BP argued that the losses claimed by the businesses after the disaster “were not fairly traceable to the spill,” and sought to have the settlement reviewed by the U.S. high court.
However, the nine justices, after a closed door hearing, issued a decision rejecting BP’s request.
The British oil company has so far paid out around $36.3 billion in fines, cleanup costs, and compensation to individuals and companies — and this recent defeat comes after a federal judge in September found them grossly negligent in the spill. Now, BP may have to fork over another $18 billion in civil penalties.
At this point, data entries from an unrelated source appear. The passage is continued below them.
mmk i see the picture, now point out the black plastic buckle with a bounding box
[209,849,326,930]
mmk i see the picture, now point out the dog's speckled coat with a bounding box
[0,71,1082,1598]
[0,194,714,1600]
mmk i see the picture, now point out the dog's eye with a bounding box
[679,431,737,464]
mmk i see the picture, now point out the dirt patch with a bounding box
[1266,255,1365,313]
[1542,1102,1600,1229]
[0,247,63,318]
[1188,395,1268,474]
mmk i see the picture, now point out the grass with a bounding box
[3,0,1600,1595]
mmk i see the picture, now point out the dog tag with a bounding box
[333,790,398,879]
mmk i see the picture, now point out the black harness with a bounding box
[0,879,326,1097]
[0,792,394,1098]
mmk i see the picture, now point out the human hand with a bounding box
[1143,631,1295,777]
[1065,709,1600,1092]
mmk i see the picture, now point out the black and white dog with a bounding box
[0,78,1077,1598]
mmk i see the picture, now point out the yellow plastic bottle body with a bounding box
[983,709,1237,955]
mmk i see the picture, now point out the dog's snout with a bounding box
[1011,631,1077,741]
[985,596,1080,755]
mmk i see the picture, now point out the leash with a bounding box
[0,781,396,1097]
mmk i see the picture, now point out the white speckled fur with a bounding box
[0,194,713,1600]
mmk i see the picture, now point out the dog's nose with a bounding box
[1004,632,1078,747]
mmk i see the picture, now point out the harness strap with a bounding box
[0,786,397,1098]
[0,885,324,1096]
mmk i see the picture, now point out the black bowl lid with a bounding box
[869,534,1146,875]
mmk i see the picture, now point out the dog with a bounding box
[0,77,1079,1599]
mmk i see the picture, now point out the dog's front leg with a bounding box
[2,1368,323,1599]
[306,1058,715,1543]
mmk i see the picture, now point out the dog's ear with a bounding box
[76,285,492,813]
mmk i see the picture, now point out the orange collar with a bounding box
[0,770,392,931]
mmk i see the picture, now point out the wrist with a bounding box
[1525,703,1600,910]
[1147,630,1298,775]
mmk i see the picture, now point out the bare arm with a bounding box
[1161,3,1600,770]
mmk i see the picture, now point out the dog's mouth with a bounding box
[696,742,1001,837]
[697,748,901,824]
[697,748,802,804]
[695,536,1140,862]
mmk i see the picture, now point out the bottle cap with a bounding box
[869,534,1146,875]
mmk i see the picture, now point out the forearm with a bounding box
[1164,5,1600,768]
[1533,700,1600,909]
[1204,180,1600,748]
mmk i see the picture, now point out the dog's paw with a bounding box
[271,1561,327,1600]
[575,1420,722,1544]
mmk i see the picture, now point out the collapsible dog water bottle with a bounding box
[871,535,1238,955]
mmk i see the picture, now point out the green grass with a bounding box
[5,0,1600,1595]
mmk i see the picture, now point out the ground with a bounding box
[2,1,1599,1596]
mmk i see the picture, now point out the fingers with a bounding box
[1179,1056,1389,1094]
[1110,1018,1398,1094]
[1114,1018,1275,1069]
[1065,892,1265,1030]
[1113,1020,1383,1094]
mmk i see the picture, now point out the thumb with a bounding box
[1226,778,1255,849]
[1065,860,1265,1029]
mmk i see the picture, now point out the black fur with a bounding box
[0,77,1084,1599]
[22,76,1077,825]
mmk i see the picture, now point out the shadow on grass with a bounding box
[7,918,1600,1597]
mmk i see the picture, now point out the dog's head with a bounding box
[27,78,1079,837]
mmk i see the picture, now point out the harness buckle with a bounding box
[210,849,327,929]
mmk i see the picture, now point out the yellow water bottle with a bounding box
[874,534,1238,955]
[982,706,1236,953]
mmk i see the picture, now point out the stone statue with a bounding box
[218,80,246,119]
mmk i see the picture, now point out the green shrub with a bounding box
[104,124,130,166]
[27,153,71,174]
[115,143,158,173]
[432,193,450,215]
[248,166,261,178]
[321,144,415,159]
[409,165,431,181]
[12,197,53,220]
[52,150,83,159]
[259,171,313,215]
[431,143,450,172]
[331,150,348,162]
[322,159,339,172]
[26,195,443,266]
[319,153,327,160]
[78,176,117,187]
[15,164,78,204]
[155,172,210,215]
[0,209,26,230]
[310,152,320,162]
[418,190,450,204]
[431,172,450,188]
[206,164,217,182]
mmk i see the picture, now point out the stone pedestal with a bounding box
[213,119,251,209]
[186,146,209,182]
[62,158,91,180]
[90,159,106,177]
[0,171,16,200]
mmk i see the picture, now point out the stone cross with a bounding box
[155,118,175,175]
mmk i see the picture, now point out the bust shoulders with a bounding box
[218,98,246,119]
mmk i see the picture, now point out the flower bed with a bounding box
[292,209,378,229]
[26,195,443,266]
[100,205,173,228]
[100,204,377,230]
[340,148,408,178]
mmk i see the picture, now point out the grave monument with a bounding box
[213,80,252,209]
According to the BBC, BP is trying to limit payments over the environmental disaster, which claimed the lives of 11 people and became the largest U.S. offshore oil spill in history.
The settlement agreement is said to have no cap, but BP initially estimated that it would pay roughly $7.8 billion to compensate victims. Since then, the company says it can no longer give a reliable estimate for how much the deal will cost and has set aside $43 billion to resolve all claims.
Yahoo Finance reports that BP spokesman Geoff Morrell expressed regret on Monday over the Supreme Court ruling — and said in a statement that new accounting guidelines “will improve the program’s compliance with the terms of the settlement agreement.”
But Morrell said BP continues to feel that the problem for which it sought relief from the U.S. high court still persists.
“We… remain concerned that the program has made awards to claimants that suffered no injury from the spill — and that the lawyers for these claimants have unjustly profited as a result,” Morrell added.
“On behalf of all our stakeholders, we will therefore continue to advocate for the investigation of suspicious or implausible claims and to fight fraud where it is uncovered.”
According to a study published in October, as many as two million barrels of crude oil streamed into the Gulf of Mexico, decimating the wildlife and devastating the ecology of a region heavily dependent on the seafood and tourism industries.